Aside from 2 of the 3 \ 2 of the 4 points mentioned? That's still a lot. Broken Age didn't have skippable conversations and it didn't have item highlighting. If you are a P&C developer and you don't have those 2 things in your game then you better stop right now because you aren't going to be making a worthwhile product.
Which is why i said the issue is severe not because devs fail to capture what makes P&C games good - they also fail to avoid what makes P&C games a nuisance and unpleasant experience.
Why fit game design to work on mobile when the game design of the old PnC games would work fine on a mobile anyways? You can play the OG Monkey Island 1 and 2 games on an iPad or iPhone for example.
Dunno, ask the devs. But with the rise of mobile games and popularity of Telltale games, 'classic' P&C titles started exhibiting even less complexities and agency. You might say 'Correlation doesn't mean..' but in this case i don't see another explanation. I mean, it's probably cheaper and easier to make games like that but they don't make them better.
As much as I'd like to see the PnC adventure genre take the next step, the issue comes with the cost of development and time invested in making Adventure games be open ended in its progression.
I can't imagine a genre that is easier for devs to control. Devs control what you can pick-up, the devs control all the items you can have while facing this or that puzzle. If the player needs to pick something from a crack in the floor and the dev already went into the trouble of allowing me to pick-up a fork, a knife, a spike then what the heck is the problem with checking the three items as a solution? Unless you clearly convey why one item does the job and the other doesn't (comment by the character 'it's too deep in, i need something longer').

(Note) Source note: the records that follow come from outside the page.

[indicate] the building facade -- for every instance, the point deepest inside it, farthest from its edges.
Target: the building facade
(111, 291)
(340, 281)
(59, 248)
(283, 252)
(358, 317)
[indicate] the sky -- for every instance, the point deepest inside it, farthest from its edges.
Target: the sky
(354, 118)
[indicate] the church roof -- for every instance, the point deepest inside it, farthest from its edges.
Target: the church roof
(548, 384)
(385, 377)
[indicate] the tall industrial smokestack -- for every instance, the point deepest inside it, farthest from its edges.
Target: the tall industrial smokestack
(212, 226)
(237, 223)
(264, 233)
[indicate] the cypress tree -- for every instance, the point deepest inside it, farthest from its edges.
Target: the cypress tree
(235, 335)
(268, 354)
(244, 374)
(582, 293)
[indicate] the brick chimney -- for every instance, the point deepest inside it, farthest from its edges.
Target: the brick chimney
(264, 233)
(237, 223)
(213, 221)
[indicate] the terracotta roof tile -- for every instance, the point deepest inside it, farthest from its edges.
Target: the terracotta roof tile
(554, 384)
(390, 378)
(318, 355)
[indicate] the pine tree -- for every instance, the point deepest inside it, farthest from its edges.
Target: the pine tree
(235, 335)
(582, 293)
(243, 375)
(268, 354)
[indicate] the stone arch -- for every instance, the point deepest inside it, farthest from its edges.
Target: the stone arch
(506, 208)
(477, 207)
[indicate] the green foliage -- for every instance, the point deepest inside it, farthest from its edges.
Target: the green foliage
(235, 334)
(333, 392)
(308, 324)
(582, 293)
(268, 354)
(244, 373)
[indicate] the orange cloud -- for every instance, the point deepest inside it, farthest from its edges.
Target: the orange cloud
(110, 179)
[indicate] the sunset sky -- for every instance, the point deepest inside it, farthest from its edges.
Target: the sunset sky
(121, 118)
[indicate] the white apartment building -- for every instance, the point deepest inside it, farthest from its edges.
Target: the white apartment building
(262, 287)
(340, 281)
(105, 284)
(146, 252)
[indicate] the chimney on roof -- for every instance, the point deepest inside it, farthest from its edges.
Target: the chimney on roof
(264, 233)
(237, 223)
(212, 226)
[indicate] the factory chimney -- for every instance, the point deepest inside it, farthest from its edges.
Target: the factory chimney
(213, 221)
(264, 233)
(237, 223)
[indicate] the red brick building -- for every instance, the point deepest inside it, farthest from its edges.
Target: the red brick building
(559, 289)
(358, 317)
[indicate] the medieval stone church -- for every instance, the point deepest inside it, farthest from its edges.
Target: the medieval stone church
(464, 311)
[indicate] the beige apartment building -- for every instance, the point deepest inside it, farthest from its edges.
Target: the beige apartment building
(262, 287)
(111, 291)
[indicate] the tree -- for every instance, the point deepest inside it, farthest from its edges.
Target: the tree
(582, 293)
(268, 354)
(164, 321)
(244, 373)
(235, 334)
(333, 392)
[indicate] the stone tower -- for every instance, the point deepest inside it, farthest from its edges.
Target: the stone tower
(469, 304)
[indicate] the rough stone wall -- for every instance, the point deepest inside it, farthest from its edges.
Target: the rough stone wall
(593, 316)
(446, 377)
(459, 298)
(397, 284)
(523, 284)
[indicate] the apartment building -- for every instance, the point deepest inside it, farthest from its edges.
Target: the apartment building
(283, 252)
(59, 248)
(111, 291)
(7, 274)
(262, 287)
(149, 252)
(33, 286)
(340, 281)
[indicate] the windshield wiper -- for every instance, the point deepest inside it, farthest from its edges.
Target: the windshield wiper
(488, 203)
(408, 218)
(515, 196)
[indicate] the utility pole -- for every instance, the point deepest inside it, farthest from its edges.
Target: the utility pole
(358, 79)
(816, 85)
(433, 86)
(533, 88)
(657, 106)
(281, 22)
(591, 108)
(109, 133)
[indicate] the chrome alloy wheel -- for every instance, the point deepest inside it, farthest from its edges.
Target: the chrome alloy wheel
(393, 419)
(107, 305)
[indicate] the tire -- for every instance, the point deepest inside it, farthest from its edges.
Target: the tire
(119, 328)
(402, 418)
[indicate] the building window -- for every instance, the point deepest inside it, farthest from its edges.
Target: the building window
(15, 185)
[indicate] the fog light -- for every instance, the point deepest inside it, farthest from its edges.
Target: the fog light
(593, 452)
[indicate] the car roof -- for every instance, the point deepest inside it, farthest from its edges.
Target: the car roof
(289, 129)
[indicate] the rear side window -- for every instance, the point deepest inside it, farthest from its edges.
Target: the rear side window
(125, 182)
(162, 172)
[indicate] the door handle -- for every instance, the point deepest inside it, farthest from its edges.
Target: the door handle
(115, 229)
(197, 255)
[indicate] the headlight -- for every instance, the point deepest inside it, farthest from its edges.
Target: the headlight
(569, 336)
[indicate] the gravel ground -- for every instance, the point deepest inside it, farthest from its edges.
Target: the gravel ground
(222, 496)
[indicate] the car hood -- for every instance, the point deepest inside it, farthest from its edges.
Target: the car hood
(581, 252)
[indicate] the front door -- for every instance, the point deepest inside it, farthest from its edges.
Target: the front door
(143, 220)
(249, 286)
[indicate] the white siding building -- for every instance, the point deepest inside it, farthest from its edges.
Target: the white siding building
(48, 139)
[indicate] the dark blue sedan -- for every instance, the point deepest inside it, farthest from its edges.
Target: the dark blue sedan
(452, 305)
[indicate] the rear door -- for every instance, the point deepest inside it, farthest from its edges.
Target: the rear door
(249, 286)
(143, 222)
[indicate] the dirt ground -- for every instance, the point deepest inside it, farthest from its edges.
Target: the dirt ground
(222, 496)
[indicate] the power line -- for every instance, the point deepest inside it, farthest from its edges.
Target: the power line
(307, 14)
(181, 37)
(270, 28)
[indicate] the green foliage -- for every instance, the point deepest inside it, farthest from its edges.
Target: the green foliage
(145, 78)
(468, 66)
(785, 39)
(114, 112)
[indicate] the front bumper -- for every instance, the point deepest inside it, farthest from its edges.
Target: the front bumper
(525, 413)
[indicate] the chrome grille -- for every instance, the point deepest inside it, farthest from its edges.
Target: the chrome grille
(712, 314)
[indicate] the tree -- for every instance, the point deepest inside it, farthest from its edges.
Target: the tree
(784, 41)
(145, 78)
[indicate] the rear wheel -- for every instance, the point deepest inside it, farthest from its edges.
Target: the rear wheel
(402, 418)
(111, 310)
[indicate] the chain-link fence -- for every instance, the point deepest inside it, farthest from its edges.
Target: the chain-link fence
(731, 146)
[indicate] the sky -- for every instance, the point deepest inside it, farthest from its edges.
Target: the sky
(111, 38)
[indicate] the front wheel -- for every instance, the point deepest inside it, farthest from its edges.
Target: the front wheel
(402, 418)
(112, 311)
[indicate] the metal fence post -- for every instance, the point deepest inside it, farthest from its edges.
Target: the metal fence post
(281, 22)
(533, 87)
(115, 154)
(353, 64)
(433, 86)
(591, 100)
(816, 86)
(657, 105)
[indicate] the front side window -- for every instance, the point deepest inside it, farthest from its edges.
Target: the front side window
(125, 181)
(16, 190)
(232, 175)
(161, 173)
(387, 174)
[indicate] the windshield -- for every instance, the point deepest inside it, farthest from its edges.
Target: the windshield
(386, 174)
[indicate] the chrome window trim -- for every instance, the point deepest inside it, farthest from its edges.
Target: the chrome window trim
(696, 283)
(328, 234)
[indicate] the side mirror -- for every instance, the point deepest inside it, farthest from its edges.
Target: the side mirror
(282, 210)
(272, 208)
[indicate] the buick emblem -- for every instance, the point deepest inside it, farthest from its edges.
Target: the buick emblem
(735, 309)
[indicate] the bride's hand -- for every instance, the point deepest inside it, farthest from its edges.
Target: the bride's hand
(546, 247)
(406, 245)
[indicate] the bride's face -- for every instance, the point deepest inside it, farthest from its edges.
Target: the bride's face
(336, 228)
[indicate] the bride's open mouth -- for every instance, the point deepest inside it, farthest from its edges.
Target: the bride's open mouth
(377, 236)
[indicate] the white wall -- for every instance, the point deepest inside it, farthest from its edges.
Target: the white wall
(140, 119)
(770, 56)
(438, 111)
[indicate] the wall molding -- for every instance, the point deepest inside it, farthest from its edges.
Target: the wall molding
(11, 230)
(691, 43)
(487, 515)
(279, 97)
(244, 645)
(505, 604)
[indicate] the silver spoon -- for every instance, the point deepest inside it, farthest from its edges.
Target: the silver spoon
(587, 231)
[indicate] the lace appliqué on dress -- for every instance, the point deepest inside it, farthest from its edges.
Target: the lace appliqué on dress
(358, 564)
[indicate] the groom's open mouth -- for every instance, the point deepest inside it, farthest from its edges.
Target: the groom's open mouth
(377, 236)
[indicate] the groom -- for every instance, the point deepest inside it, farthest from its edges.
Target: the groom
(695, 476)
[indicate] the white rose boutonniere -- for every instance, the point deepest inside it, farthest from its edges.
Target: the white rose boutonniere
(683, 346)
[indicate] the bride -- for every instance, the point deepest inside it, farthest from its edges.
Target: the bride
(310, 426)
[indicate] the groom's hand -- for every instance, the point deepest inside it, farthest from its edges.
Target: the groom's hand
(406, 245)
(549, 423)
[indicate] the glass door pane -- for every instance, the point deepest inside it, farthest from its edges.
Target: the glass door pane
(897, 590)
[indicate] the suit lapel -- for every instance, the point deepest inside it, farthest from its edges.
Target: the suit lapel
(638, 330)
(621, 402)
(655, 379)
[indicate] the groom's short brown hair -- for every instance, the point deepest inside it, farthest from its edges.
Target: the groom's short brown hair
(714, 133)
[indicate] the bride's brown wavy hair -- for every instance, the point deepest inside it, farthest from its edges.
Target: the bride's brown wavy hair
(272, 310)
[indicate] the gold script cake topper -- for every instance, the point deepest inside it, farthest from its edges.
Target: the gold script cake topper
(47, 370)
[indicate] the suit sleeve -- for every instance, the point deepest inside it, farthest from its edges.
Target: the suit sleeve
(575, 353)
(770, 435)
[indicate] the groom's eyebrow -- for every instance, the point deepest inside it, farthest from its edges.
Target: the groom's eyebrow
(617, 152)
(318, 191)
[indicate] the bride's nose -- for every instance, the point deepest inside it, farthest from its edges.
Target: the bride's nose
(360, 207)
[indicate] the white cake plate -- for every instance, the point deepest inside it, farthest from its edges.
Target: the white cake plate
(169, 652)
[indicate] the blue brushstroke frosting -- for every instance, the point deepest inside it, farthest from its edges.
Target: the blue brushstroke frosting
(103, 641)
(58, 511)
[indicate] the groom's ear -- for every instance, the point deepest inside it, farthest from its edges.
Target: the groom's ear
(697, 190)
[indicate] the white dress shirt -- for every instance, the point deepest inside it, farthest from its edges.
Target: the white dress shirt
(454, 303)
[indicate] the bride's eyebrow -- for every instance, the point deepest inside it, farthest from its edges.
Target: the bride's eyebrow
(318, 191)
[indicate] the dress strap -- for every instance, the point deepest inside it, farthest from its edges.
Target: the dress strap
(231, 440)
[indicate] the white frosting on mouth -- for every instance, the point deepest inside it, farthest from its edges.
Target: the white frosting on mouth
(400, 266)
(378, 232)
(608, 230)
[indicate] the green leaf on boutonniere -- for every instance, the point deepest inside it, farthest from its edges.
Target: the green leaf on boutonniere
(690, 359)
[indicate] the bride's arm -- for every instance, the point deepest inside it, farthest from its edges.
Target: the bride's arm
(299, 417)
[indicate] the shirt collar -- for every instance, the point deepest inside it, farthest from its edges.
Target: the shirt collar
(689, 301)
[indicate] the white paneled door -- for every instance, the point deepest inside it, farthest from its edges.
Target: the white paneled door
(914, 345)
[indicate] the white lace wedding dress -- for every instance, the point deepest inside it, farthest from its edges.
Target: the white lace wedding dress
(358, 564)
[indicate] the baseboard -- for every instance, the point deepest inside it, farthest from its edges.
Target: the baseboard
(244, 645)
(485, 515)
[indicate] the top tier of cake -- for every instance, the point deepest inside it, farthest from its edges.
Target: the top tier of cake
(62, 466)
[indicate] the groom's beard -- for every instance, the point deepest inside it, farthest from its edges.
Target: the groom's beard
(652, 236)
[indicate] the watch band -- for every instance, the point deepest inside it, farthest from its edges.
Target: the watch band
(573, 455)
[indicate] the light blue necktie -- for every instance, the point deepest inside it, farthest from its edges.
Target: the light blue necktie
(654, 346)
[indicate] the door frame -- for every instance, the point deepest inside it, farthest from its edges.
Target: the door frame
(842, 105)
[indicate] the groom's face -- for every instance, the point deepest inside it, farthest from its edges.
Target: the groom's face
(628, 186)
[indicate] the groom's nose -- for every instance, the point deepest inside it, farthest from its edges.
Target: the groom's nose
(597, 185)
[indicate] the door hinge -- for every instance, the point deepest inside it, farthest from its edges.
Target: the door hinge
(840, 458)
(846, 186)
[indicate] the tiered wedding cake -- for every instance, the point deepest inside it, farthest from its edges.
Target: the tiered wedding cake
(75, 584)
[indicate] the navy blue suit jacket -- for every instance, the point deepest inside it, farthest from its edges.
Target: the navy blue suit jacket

I would also add direct control to everything that is logical to do so. For instance, if you need to use a gun on lock to shoot it open. Why have an animation play-out instead of letting the player aim the gun at the lock and pull the trigger? Auto-save before every such instance so the player won't have to load a previous save if he tries to shoot other stuff for the heck of it or to see if there is special dialogue if you do something else.
In general i would also like to see more fail states and game overs. Losing progress is no longer a concern.
And we have different ideas of what makes a game in this genre good. I want annoying pixel hunting and puzzles that make absolutely no sense. Those are some of my personal favorite qualities in this genre and would hate to see them go away completely.
If anything, I think the genre is becoming too dumbed down. It's rare for a game in this genre to provide a good challenge and when it happens it's usually just a puzzle or two.
It isn't hard to make something challenging or perplexing. The point is to make something hard but still achievable by adhering to logic, common sense or what the game taught you. At the end, you want the player to piece it together and get his a-ha moment, not somehow stumble to the solution and then react 'wtf is this solution and how was i supposed to reach it'.
The good thing is that you have no shortage of games that are designed that way, so you're set.
An item-highlighting option is just that. You don't have to use it. You can wreck your brain if you want to but let others circumvent pixel hunting if they want to.